So, this morning my husband and I are in the escrow office signing papers for our new house (90% of the down payment and 100% of the logistics and correspondence courtesy of yours truly). I had already been fighting annoyance every time the sale was referenced solely under his name by our realtor over the last couple of months despite the fact that I was the sole person with whom she was corresponding. (Am I his secretary?) Mid-way through a relatively short, as far as signings go, stack of paper work is one form. Just one little form. This form registers the name of the property tax payer with the county and for whatever reason, my husband was listed solely.
"Why is it always the man?" I ask.
"Some things never change." The (female) escrow agent chuckles, moving on to the next form.
"Well, it's my money and my work. It's insulting." I huff humorlessly.
... In the end, after some back and forth to determine if it was relevant, she wrote my name in.
I wished I could have been charming and good-humored about it but after 10 years of a career in a male-dominated field where I have had to fight for every inch of respect, none was every given freely, I am plumb out of humor. I want to be granted the same rights as my husband without asking prettily.
When I was young (especially before babies) I felt the thing to do was to be cheerful and press on and eventually merit would be rewarded. It's not been all bad but I was not entirely correct and there is ample empirical evidence to back up my anecdotes of inequity, unfortunately.
But the thing is, I'm mostly angry at my fellow women at this point. Men aren't holding me back. My fellow women aren't backing me up. I'm tired of being an outlier. [Edited to add: professional "outlier" was my primary meaning here. Didn't think to clarify since this is the Working Parent board.] I doubt many women would have been the least bit troubled in the escrow office because they seem to all take their hubby's name and happily slink off to lurk beneath his shadow anyway. The less forms and financial and professional responsibility the better, it seems. [Edited to add: I understand sentence offensive to some of you. And you're right, it was not in best taste. It's not a factual description but an emotional one that comes out of my continual shock that in the 21st century people seem to still take exception to the fact that I expect to receive equal treatment to my husband, and male colleagues, in all matters. Their reaction seems to indicate sometimes that I'm being done a favor by being relieved of such burdens.]
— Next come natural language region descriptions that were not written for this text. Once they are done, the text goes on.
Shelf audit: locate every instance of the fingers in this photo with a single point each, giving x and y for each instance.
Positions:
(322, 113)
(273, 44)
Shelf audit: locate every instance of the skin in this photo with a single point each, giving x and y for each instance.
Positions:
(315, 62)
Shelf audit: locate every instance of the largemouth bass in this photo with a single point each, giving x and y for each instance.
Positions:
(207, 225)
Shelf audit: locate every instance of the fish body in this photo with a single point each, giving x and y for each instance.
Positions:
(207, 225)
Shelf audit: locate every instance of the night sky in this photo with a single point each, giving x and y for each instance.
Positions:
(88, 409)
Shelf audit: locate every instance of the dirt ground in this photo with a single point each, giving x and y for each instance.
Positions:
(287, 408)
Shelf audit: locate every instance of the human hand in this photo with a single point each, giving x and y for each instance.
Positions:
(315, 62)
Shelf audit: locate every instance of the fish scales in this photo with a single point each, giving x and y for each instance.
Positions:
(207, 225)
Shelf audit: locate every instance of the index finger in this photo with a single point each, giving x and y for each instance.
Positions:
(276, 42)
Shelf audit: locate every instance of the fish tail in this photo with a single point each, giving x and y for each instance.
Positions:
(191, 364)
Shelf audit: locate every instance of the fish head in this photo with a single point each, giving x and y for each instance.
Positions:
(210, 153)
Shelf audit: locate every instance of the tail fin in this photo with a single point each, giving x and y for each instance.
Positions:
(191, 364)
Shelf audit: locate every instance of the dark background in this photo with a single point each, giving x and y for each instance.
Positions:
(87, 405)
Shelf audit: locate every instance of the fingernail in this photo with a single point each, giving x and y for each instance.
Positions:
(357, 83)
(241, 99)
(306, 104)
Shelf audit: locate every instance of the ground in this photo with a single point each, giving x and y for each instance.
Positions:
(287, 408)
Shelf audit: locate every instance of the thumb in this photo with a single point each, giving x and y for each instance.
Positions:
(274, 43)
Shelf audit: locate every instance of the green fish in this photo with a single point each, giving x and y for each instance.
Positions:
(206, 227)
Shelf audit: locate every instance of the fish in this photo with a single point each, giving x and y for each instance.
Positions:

I have a gorgeous, energetic two year old girl and I just don't have a lot of hope things will be much better for her because I have come to believe women don't really want them to be. Am I totally alone on this? I need perspective. [Edited to add - I genuinely want all of your opinions, even if you disagree. I have been interested in what even those who disagree STRONGLY have to say on this ;) So bring it on, but kindly if you can.]